Diagnosis: TOPS-20 is not processing the response queue. This occurred
after a planned CRAM parity error; one action taken by TOPS-20
in the error processing is that of processing the response queue
and cleaning all the command queues. The routine KLPRQA is called
in this case just as it is during normal operation. During the
error processing case, the port has been disabled but by calling
KLPRQA we incorrectly enable the port for a small amount of time.
During this time the port is capable of putting packets on the
response queue.
Thus, when we finally reload and start the port, it finds the
response queue non-empty and never generates an interrupt.
Solution: Create a second entry point KLPRQC to be used when we want to
process the response queue without enabling the port.
[End of TCO 6.1.1462]
TCO-number: 6.1.1463
Written-by: MOSER Creation-date: 19-Jun-85 16:21:29
Edit-checked: No Document: No TCO-tested: No
Maintenance-release: No Hardware-related: No
Program: MONITOR
Routines-affected: PAGUTL
Problem: OFNBDB BUGHLT.
Diagnosis: The problem occurs when a file is going from short to long.
The following scenario reproduces the bug.
Users Moe and Larry both open STOOGES.DAT as a short file.

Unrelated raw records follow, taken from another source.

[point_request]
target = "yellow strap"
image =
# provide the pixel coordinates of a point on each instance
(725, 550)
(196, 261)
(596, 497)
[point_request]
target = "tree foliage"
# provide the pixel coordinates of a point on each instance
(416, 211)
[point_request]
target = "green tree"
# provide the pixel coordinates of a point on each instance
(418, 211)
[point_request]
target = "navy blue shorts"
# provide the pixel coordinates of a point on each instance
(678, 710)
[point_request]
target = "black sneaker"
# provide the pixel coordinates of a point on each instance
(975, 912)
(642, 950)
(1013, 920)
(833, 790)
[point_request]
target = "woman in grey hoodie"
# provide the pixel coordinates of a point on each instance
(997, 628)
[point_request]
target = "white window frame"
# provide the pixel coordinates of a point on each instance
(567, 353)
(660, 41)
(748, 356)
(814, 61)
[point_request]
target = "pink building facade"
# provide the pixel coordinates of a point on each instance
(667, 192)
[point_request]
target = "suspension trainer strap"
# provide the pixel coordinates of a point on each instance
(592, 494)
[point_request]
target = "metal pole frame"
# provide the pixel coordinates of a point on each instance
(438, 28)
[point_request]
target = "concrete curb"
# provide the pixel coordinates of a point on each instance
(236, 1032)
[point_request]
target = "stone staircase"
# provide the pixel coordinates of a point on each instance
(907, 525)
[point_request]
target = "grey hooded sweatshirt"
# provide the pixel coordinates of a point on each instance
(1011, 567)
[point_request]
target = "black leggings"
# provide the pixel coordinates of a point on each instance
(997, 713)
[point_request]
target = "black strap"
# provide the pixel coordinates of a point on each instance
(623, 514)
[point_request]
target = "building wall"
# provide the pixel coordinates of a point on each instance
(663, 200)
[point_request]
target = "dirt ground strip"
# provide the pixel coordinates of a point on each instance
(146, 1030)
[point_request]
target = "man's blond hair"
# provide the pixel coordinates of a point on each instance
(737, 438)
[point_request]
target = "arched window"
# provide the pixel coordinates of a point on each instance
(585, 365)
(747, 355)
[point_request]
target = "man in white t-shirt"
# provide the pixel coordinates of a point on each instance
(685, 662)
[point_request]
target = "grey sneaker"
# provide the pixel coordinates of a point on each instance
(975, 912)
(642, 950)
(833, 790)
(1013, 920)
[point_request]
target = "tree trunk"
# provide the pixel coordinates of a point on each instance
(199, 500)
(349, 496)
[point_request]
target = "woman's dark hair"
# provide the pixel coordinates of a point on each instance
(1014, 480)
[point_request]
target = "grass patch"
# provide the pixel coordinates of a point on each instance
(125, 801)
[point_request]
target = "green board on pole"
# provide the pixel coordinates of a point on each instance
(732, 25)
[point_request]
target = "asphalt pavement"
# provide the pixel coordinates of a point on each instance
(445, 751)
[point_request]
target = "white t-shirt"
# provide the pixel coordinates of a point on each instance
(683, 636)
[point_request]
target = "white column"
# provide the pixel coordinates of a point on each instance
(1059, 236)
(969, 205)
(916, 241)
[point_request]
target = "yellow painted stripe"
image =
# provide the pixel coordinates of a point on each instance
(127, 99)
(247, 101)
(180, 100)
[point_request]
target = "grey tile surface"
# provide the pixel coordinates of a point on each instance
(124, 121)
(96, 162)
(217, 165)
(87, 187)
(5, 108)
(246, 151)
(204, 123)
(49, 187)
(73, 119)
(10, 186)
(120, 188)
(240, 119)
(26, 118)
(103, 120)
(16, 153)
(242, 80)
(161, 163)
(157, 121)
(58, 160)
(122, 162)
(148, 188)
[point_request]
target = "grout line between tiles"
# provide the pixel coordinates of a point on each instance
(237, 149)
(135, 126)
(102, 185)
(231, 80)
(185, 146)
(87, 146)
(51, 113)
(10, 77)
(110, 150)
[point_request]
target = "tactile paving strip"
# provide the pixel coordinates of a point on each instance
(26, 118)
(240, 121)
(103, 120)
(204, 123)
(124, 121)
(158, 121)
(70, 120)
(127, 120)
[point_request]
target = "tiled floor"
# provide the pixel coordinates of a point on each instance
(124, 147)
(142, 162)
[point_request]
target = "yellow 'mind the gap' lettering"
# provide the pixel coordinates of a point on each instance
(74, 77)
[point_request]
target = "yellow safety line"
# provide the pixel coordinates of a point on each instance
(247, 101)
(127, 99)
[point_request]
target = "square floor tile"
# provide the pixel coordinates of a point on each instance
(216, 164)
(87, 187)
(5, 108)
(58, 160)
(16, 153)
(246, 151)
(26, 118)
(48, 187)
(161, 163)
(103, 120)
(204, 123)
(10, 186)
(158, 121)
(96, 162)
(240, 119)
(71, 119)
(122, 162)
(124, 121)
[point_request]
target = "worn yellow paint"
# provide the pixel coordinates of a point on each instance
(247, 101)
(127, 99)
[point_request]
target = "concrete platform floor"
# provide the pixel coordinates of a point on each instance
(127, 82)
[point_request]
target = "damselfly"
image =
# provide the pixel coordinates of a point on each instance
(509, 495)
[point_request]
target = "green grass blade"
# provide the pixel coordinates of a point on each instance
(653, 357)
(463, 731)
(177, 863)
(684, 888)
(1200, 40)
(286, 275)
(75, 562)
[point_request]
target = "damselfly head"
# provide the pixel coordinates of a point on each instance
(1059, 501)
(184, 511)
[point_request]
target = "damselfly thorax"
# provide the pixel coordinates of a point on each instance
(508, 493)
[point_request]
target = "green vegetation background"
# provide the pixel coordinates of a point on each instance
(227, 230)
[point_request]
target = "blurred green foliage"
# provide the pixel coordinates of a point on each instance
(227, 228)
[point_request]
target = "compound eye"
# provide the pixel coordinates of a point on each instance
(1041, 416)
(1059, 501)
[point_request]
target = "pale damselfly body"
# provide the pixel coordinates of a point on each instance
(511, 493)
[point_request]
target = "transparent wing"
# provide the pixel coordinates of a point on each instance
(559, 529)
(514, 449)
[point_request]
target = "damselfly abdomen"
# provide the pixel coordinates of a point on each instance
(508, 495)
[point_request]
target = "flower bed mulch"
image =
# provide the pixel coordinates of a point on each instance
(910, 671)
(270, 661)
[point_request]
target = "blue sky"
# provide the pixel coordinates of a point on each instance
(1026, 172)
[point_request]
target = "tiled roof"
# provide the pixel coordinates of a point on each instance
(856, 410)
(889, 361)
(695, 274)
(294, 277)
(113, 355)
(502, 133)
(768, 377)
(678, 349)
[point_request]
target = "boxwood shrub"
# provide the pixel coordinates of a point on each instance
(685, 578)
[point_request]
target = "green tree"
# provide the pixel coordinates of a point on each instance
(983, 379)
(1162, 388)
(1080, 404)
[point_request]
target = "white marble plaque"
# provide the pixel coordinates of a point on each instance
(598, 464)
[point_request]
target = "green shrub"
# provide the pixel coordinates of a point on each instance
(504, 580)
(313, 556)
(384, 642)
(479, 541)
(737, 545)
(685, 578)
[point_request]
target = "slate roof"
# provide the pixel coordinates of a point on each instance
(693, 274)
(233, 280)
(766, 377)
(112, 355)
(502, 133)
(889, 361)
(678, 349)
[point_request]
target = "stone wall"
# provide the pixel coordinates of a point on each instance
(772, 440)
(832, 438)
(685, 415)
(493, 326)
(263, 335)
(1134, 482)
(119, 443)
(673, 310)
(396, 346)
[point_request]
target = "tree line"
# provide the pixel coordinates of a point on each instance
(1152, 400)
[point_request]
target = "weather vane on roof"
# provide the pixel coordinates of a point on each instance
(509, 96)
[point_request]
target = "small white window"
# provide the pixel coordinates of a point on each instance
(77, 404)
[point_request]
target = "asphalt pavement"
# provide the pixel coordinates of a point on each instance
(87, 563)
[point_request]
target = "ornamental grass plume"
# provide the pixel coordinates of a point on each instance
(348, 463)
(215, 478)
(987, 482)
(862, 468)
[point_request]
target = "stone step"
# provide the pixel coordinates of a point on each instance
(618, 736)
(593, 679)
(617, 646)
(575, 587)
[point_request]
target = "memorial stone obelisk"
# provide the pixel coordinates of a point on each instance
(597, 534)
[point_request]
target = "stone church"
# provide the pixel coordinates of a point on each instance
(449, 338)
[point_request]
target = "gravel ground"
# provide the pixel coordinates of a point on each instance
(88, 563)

User Moe goes out for lunch while Larry extends the file long. When
Larry makes the file go long the following counts are in effect.
Super PT share count = 3 (1 long opener [Larry] and 2 second level PTs)
Share count on second level PT0 = 3 (Moe, Larry and extra count from Larry)
Now Larry closes the file (Moe is still at lunch) The Share count on Super
PT becomes 0 and the OFN is deassigned) The share count on the PT for file
section 0 is still non zero because of Moe (still at lunch).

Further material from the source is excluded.